Debunking Data-Intensive Applications

February 17, 2021

9 min read

“Our motto is still alive and to the point: Pessimism of the intellect, optimism of the will.”

— Antonio Gramsci, adapted from Romain Rolland

There is something fascinating about solving a seemingly impossible problem. This is perhaps what The Queen’s Gambit and data conflict resolution have in common. Watching Martin Kleppmann’s talk on the latter at the 2016 GOTO conference, I realized that this is what’s really interesting about designing distributed data systems: It’s a seemingly impossible attempt to decide what’s real amid conflicting accounts—and yet, somehow, we manage to do it anyway. This talk, many recommendations, and the ever-growing importance of distributed data in backend engineering all prompted me to read the second section of Kleppmann’s book, Designing Data-Intensive Applications, where he discusses the core concepts and tradeoffs involved in designing distributed data systems, from replication and partitioning to transactions and consensus algorithms. I walked away from an initial read of this section of the book with a lot of my previous ideas about distributed systems debunked—from the meaning of concurrency, to the nuances of popular concepts such as ACID and CAP, to the reliability of clocks.

2020%205%203%20An%20Error%20Alerting%20System%20of%20One%20s%20Own/Screenshotfrom2019-01-2216-45-38.png A map of the sea of distributed data, where each island represents a chapter in the book. Source: Martin Kleppmann’s GitHub repo of DDIA literature references.

Concurrent doesn’t mean simultaneous

The reason this challenge of reconciling conflicting accounts arises in distributed systems to begin with is that we have more than one node. In distributed systems using single-leader replication, this isn’t an issue: Only one node can be the leader, and only that leader node can accept writes, copying them over to the remaining read-only nodes. Of course, replication lag and even data loss can still occur, causing different nodes to have different versions of the data, but a single source of truth for writes still exists. A whole other beast reveals itself when we consider multi-leader and leaderless replication, where more than one node—sometimes even all nodes!—can accept writes. The problem then becomes not just ensuring that all nodes have the same data, but agreeing on what that data should be in the first place. This is because a write processed by Node A may conflict with another write processed by Node B; in this situation, how do we decide who’s “right”?

Designing a distributed system with this type of replication then becomes about managing concurrency, where concurrency here doesn’t necessarily mean simultaneity. We don’t care whether or not these writes happened at the exact same time; what causes them to conflict is that they happened independently of each other and didn’t know about each other. Node A was acting on its own, unaware of the actions of Node B, and vice versa. Kleppmann goes over a range of strategies that can be used to detect and handle such concurrent writes, but the key takeaways for me here were that:

this idea of concurrent writes is fundamental to conflict resolution in distributed data systems, and
there isn’t necessarily a “right” way to resolve these conflicts to end up with an “accurate” state of the data; rather, each method has its tradeoffs, and a given distributed system will provide guarantees based on the tradeoffs of the method it uses (think, for example, of collaborative text editors that don’t allow users to edit offline to avoid having to manage this conflict).

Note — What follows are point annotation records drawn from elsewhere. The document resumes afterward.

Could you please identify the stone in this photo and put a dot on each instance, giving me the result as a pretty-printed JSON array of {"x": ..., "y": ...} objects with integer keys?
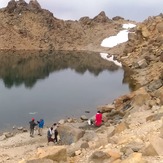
[
  {"x": 114, "y": 155},
  {"x": 134, "y": 158},
  {"x": 11, "y": 6},
  {"x": 69, "y": 134},
  {"x": 99, "y": 156},
  {"x": 154, "y": 85},
  {"x": 140, "y": 64},
  {"x": 155, "y": 148},
  {"x": 84, "y": 145},
  {"x": 40, "y": 161},
  {"x": 55, "y": 153},
  {"x": 105, "y": 108},
  {"x": 121, "y": 127}
]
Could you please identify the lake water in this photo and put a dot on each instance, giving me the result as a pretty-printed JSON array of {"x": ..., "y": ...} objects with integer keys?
[{"x": 55, "y": 85}]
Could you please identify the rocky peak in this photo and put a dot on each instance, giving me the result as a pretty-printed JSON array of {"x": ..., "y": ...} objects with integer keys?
[{"x": 101, "y": 18}]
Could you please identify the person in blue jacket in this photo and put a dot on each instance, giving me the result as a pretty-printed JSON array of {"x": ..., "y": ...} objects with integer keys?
[{"x": 40, "y": 126}]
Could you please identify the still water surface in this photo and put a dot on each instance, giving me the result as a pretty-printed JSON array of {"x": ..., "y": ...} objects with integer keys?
[{"x": 56, "y": 86}]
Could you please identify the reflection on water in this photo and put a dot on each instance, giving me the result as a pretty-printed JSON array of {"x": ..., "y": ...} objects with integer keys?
[
  {"x": 27, "y": 67},
  {"x": 55, "y": 85}
]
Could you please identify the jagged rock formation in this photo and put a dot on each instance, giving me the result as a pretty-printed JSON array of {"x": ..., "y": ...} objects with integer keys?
[{"x": 27, "y": 26}]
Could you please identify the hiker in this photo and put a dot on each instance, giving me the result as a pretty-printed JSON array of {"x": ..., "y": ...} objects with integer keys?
[
  {"x": 40, "y": 126},
  {"x": 98, "y": 119},
  {"x": 55, "y": 132},
  {"x": 32, "y": 126},
  {"x": 50, "y": 134}
]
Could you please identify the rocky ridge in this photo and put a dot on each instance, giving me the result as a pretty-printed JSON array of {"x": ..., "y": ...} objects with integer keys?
[
  {"x": 132, "y": 130},
  {"x": 29, "y": 27}
]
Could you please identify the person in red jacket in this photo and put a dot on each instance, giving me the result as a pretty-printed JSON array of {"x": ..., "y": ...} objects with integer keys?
[{"x": 98, "y": 119}]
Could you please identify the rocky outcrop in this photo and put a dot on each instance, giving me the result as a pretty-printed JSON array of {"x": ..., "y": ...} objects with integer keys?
[{"x": 27, "y": 26}]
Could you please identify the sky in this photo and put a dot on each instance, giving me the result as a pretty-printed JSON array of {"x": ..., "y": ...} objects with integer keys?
[{"x": 137, "y": 10}]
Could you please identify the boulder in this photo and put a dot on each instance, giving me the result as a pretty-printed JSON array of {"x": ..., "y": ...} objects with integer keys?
[
  {"x": 40, "y": 161},
  {"x": 155, "y": 148},
  {"x": 69, "y": 134},
  {"x": 154, "y": 85},
  {"x": 105, "y": 108},
  {"x": 121, "y": 127},
  {"x": 55, "y": 153},
  {"x": 99, "y": 156},
  {"x": 134, "y": 158},
  {"x": 11, "y": 6},
  {"x": 34, "y": 5}
]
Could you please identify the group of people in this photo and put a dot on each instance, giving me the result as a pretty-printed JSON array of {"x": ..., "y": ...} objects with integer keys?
[
  {"x": 40, "y": 125},
  {"x": 97, "y": 121},
  {"x": 52, "y": 133}
]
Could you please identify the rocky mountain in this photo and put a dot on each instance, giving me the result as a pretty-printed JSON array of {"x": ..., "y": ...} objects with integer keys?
[
  {"x": 132, "y": 131},
  {"x": 28, "y": 26}
]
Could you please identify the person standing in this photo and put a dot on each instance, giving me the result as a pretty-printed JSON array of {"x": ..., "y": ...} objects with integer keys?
[
  {"x": 98, "y": 119},
  {"x": 32, "y": 126},
  {"x": 50, "y": 134},
  {"x": 55, "y": 132},
  {"x": 40, "y": 126}
]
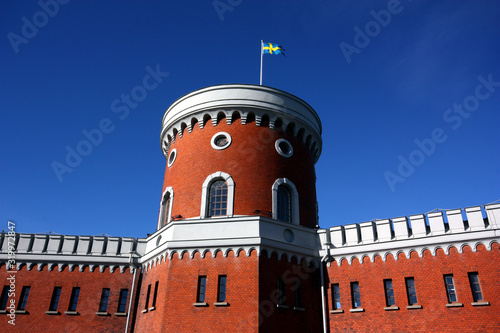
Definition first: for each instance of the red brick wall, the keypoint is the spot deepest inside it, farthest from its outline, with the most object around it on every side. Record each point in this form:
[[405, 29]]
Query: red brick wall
[[91, 284], [428, 272], [273, 319], [252, 162], [178, 282]]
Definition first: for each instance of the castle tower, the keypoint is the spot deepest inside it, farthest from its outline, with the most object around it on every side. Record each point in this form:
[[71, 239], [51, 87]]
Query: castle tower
[[235, 246]]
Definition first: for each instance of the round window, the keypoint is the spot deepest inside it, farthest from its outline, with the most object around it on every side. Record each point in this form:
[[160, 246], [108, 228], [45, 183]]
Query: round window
[[284, 147], [221, 140], [172, 157]]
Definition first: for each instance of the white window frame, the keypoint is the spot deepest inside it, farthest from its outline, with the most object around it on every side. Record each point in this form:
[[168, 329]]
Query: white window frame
[[294, 199], [168, 190], [219, 175]]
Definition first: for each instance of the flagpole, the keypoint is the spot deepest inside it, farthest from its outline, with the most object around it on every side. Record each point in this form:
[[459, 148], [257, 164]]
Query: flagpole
[[261, 56]]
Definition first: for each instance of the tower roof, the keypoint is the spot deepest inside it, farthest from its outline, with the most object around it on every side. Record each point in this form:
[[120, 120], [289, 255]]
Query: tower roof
[[208, 103]]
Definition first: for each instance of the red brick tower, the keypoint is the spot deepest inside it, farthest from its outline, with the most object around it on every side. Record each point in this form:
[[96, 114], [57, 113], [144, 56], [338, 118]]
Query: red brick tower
[[235, 245]]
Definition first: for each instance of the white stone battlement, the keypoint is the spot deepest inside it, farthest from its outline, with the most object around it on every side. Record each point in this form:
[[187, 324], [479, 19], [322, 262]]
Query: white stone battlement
[[420, 232], [68, 250]]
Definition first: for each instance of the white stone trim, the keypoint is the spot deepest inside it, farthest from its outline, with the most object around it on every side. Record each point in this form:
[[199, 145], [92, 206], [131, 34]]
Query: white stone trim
[[216, 135], [294, 199], [168, 190], [219, 175]]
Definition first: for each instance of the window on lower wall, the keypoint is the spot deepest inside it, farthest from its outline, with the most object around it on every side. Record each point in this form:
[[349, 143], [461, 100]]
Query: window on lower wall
[[356, 295], [281, 292], [221, 294], [146, 305], [73, 302], [103, 305], [202, 285], [24, 298], [390, 300], [4, 298], [411, 291], [336, 297], [122, 303], [475, 286], [450, 288], [297, 293], [54, 301], [155, 294]]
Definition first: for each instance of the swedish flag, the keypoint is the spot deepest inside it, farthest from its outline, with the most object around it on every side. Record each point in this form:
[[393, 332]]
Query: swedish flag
[[270, 48]]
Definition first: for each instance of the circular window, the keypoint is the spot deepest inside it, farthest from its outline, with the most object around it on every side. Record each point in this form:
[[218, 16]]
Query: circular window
[[221, 140], [172, 157], [284, 147]]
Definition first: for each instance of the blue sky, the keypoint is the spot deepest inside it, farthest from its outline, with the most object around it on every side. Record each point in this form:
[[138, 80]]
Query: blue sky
[[408, 93]]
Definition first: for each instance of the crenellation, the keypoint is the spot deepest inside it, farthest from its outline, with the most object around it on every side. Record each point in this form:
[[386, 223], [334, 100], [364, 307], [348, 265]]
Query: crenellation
[[455, 220], [368, 232], [436, 223], [475, 218], [418, 226], [401, 227], [84, 243], [69, 244], [384, 230], [54, 243]]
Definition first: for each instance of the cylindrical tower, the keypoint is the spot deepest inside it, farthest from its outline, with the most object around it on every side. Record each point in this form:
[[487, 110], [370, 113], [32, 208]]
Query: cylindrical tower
[[240, 150]]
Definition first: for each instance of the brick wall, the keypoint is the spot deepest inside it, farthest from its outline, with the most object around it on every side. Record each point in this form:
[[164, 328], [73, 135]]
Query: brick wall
[[91, 284], [178, 282], [252, 162], [428, 271]]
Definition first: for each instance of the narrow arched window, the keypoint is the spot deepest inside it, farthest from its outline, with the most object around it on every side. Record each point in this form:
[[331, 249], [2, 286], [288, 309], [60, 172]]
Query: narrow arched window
[[165, 210], [218, 199], [166, 207], [284, 204]]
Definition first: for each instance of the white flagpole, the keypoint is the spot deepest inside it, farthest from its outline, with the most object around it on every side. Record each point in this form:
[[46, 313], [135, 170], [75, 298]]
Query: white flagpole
[[261, 56]]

The letter “C” doesn’t belong in “ACID”

These guarantees can differ, but one way to meet certain safety guarantees is by using a transaction, which groups multiple reads and writes into one logical operation that is executed at once. As Kleppmann puts it, “either the entire transaction succeeds (commit) or it fails (abort, rollback). If it fails, the application can safely retry…because it doesn’t need to worry about partial failure.” How can a transaction do that? By executing these reads and writes as one atomic unit, isolated from other units, and ensuring that the result of that unit is consistent and durable—in other words, by implementing ACID.

In popular software engineering culture, ACID is usually viewed as a formula for preserving data integrity, in opposition to BASE (Basically Available, Soft state, and Eventual consistency) systems. However, Kleppmann argues that we should take ACID with a grain of salt as there is no clear-cut, universal definition for it. (He even goes so far as to say that it has now become “mostly a marketing term.”) This holds true for all four guarantees, but Kleppmann zeroes in specifically on consistency, which he claims shouldn’t be in the ACID abbreviation to begin with.

Consistency is an ambiguous term, but it’s used in the ACID sense specifically to refer to the validity of application data according to certain invariants. For example, if you have a hospital management system that guarantees that every patient will always be assigned to one doctor, all writes in all system transactions must meet that guarantee. This is not the responsibility of the database management system, but of the application itself. Sure, certain database-level constraints can help; in the previous example, we could add a patients.doctor_id column as a NOT NULL foreign key in a relational database. But ultimately, unlike atomicity, isolation, and durability, defining and ensuring consistency according to certain invariants is a property of applications, not database transactions.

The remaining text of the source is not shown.